City builders are curiously addictive little games that cast the player in a role somewhere between a god and a civic town planner.
Skirting the obvious ‘Rome wasn’t built in a day’ introductory gag, CivCity Rome is a direct descendant of games like SimCity but is, as you might imagine, set in Ancient Roman times.
CivCity’s interface is a straightforward ¾-angled view of your city with a simple point-n-click menu system along the left and bottom edges of the screen.
Starting with nothing but a little stone quarry in the middle of pre-Christian Italy, you must turn your initial collection of shacks and vagrants into a proud, shimmering pillar of the Roman Empire.

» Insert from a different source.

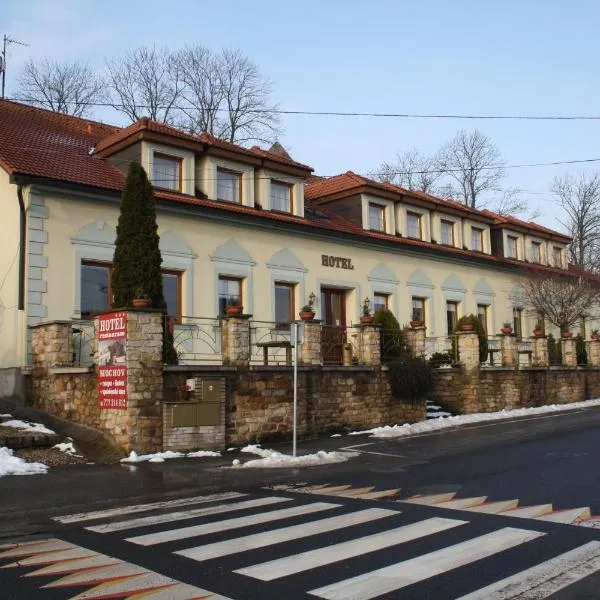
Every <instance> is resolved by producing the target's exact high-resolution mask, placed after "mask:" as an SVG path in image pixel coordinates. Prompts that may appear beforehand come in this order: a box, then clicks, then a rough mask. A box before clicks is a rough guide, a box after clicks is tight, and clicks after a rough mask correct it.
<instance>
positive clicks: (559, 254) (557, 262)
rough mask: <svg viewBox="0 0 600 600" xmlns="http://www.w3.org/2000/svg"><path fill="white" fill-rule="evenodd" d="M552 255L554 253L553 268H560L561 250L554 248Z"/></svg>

Trading and combat are involved as you extend your reach, but the focus is on earning money and keeping your population happy. Careful construction of amenities will ensure a cheerful, hard-working populous which, in turn, will allow you to research new technologies and advance your civilisation rating.
If all of that sounds a little familiar, that’s because setting a game of this type in Ancient Rome isn’t a particularly new idea.

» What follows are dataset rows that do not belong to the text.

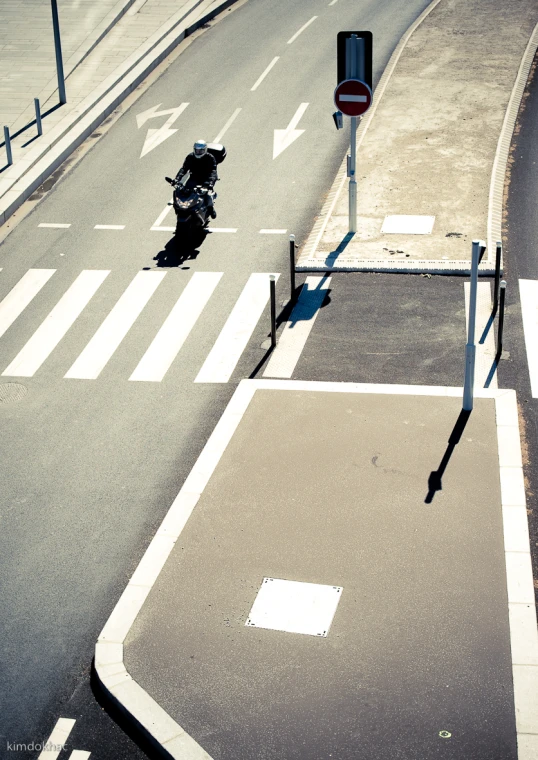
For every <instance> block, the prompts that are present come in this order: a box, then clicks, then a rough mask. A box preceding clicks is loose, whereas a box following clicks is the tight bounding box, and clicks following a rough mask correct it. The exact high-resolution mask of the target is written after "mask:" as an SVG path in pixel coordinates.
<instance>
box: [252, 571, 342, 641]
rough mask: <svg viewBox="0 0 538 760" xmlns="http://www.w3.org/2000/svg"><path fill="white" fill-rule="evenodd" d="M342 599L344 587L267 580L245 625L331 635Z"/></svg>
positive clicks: (339, 586)
mask: <svg viewBox="0 0 538 760" xmlns="http://www.w3.org/2000/svg"><path fill="white" fill-rule="evenodd" d="M341 596H342V587H341V586H320V585H319V584H317V583H301V582H299V581H284V580H280V579H279V578H264V579H263V583H262V585H261V587H260V590H259V591H258V595H257V597H256V599H255V601H254V604H253V605H252V609H251V610H250V615H249V617H248V619H247V621H246V623H245V625H249V626H252V627H255V628H269V629H271V630H273V631H288V632H289V633H306V634H309V635H310V636H327V634H328V632H329V628H330V626H331V623H332V619H333V617H334V613H335V612H336V608H337V606H338V602H339V601H340V597H341Z"/></svg>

The Caesar games, for example, have well and truly trodden this path already, and fans of this series may want to hold out for the long-awaited Caesar IV, due in the shops later in the year.
The Civilization series (which is said to have “inspired” CivCity) occupies a very similar space too, but offers an arguably much richer experience, given its focus on strategy and its epoch-spanning approach.
Without the elements that made Civilization’s gameplay seem so varied, CivCity does tend to get a little monotonous after a while.
Dedicated aficionados of the city-building genre or those with a particular historical interest in the era will probably love the attention to detail.
Otherwise, CivCity really has little that’s new or original on offer.